Werner Herzog, visiting Minneapolis for a public dialogue with critic Roger Ebert, took to the stage of the Walker Cinema on April 30, 1999, to read a new writing. Subtitled Lessons of Darkness, the Minnesota Declaration outlined his principles around truth and fact in documentary cinema. In commemoration of the document’s 18th anniversary, we invited the celebrated filmmaker to reconsider his influential manifesto in light of concepts around truth making headlines today—notably “alternative facts” and “fake news.” His response: the following six-point addendum to the Minnesota Declaration.
With the arrival of the new term “alternative facts” in the political arena, the question of facts and the question of truth have acquired an unexpected urgency.

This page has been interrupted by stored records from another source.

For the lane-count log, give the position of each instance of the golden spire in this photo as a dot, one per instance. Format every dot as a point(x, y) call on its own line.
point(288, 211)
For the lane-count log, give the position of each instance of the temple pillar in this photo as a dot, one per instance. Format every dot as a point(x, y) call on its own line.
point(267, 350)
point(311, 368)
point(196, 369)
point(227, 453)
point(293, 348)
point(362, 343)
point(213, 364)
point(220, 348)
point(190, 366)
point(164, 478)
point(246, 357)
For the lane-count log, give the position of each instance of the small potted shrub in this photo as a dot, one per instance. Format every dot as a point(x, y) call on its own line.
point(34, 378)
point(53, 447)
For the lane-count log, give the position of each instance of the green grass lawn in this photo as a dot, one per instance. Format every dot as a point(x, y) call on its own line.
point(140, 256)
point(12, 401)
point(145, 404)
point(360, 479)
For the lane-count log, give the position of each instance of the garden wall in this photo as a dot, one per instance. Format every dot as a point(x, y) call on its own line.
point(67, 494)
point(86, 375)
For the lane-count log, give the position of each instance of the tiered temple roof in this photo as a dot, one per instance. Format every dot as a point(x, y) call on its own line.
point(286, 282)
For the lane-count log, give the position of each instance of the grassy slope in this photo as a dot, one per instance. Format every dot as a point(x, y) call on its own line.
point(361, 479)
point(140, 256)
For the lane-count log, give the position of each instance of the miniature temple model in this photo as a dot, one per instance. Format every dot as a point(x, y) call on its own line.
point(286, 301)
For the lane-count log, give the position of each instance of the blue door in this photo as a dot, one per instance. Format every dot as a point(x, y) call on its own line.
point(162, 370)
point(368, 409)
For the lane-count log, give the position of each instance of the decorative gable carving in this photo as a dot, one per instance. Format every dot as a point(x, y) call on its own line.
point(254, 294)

Facts cannot be underestimated as they have normative power. But they do not give us insight into the truth, or the illumination of poetry. Yes, accepted, the phone directory of Manhattan contains four million entries, all of them factually verifiable. But do we know why Jonathan Smith, correctly listed, cries into his pillow every night?
The argument of rearranging facts constituting a lie points only to shallow thinking and the fetish of self-reference.
Patron Saints of the Minnesota Declaration:
William Shakespeare: “The most truthful poetry is the most feigning.”
André Gide: “I modify facts in such a way that they resemble truth more than reality.”
Taking a good look at his statue of the Pietà, we notice that Jesus taken from the cross is a man of 33, but his mother is only 17.
Does Michelangelo lie to us? Does he mislead us? Does he defraud us?
He just shows us the innermost truth about the Man of Sorrows, and his mother, the Virgin.